Even at a superficial glance, such claims are obvious attempts to mislead. Peer review and its quality have nothing to do with how research is published, and many of the points on the PRISM site could apply equally well to government-funded research of any sort. Moreover, neither open access advocates or FRPAA advocate government involvement or “even a particular model of access,” says Chan.
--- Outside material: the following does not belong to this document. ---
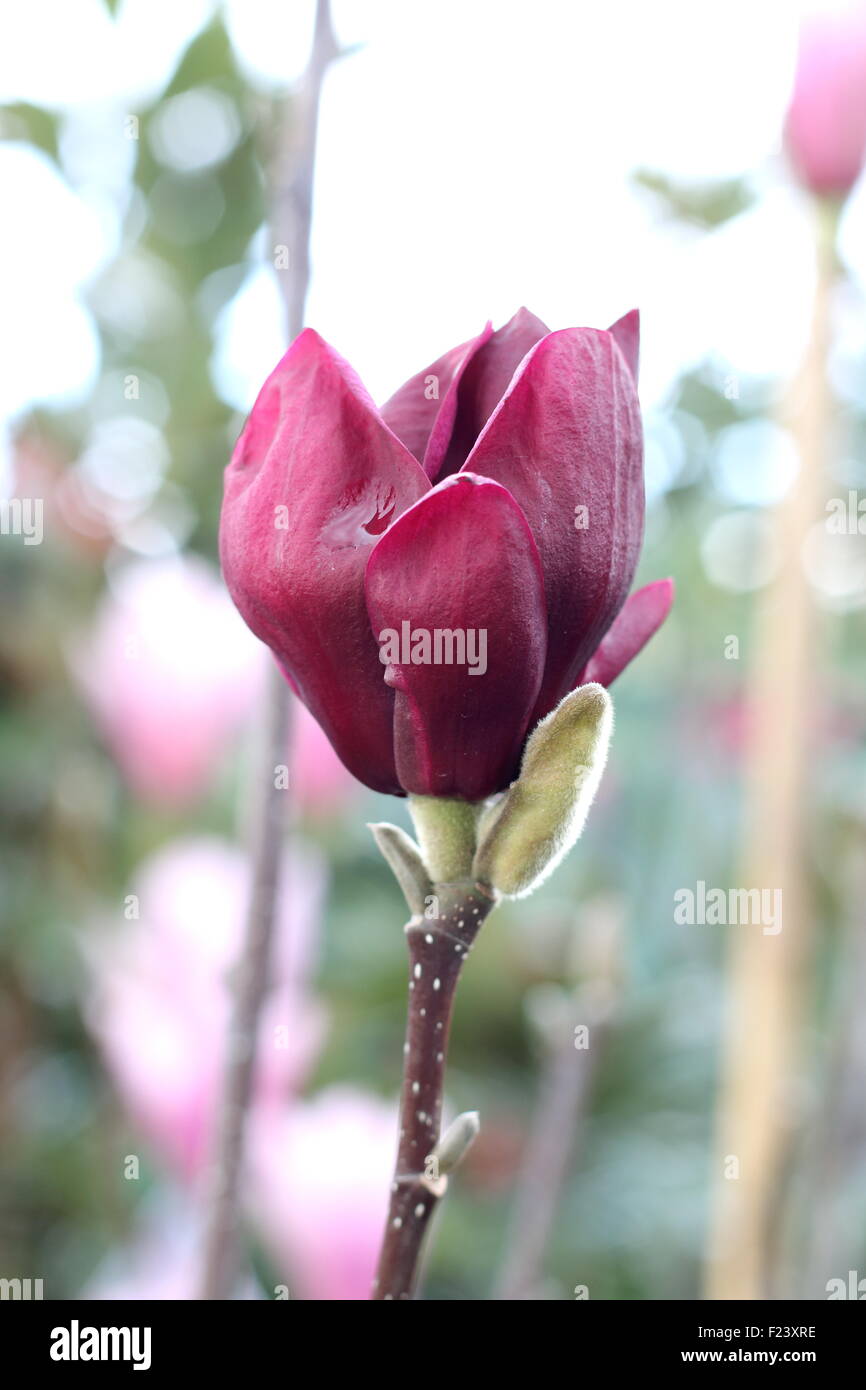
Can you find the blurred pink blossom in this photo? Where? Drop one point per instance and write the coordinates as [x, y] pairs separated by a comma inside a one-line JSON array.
[[320, 783], [317, 1189], [163, 1261], [160, 991], [170, 672], [826, 124]]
All the same, PRISM’s claims were accepted uncritically in many reports about PRISM, such as the ones that appeared in Publisher’s Weekly and
Information World Review.

However, rebuttals of PRISM’s claims have been almost as quick. Some AAP members, such as Rockefeller University Press’s Executive Director Mike Rossner, were quick to issue statements saying that they did not support the PRISM position. The Association of Research Libraries distributed a critique of the PRISM claims to its members early in September, and Suber, a senior research at the Scholarly Publishing and Academic Resources Coalition, has been regularly pointing out the inconsistencies in the PRISM claims on his Open Access News blog. Under such scrutiny, it seems unlikely that the PRISM world view is going to appeal to many other than those already predisposed to it.

Chan suggests that PRISM represents an industry that advocates protectionism instead of embracing new innovations. “The publishers have only themselves to fear,” he says. “They shouldn’t be fearing government or people who advocate open access. They should be afraid of other smart people who are going to run with the open access business model. It’s like the music publishers being so afraid of the little guys downloading that they forgot to look out for Apple [with iTunes].”

Yet, in a way, Chan sees the emergence of PRISM as an ironic sign of hope. Like the free software movement, open access’s career can be neatly summarized by the well-known quote attributed to Gandhi: “First they ignore you, then they laugh at you, then they fight you, then you win.” With the emergence of PRISM, Chan says, “We’re now in the third stage — they’re actively fighting us. That’s an indication that open access is here to stay.”